En décembre 2002, un article du nouveau du projet de loi de finances rectificative pour 2002, préconisait la réduction de l’Aide Médicale d’Etat qui permet aux étrangers sans-papiers d’avoir accès gratuitement à des soins. La forte mobilisation des associations a permis un arrêt provisoire de ce processus.

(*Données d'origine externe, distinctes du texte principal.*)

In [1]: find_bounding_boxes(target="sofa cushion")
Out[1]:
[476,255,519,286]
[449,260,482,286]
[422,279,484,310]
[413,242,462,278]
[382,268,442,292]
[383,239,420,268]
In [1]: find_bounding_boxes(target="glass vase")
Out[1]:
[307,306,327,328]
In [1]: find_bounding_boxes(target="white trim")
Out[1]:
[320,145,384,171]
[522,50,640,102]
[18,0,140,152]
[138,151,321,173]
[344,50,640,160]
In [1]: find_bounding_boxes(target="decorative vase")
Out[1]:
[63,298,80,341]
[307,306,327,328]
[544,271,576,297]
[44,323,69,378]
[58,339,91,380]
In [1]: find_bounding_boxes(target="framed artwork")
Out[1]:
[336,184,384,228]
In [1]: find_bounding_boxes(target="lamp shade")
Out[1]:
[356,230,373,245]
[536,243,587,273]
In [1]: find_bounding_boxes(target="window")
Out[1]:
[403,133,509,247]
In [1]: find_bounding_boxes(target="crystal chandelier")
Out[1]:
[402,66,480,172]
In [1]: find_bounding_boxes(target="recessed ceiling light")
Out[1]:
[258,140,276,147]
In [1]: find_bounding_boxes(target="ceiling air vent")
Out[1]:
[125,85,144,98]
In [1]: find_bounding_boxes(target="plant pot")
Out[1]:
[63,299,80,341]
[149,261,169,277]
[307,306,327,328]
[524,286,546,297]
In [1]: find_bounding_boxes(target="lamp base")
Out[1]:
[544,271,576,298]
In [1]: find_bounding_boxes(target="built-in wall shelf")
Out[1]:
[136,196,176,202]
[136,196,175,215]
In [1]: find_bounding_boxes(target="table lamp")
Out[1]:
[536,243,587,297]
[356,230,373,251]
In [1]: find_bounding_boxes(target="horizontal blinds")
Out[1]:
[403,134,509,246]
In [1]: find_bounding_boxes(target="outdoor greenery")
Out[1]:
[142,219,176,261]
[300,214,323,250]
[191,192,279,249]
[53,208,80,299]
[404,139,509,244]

Jeudi 19 décembre 2002, une quinzaine de militants d’Act Up-Paris occupent le ministère de la Santé pour protester contre l’inertie de Jean-François Mattéi face à cette régression de l’AME.

Lundi 23 décembre 2002, par voie de communiqué de presse, Act Up-Paris interpelle les députés et sénateurs socialistes, afin de leur rappeler les délais permettant la saisine du Conseil constitutionnel en vue de l’abrogation de cet article de loi.

Mercredi 31 décembre 2002, une quinzaine de militants investissent le siège du PS, autour d’une banderole « Trahison Socialiste », pour manifester le dégoût et la colère que leur inspirent les élus PS, n’ayant pas été capables de saisir le Conseil Constitutionnel.

Février, les associations se mobilisent activement contre cet article : l’ODSE diffuse massivement un communiqué de presse, Médecins du Monde et Médecins sans Frontière lancent une pétition à grande échelle.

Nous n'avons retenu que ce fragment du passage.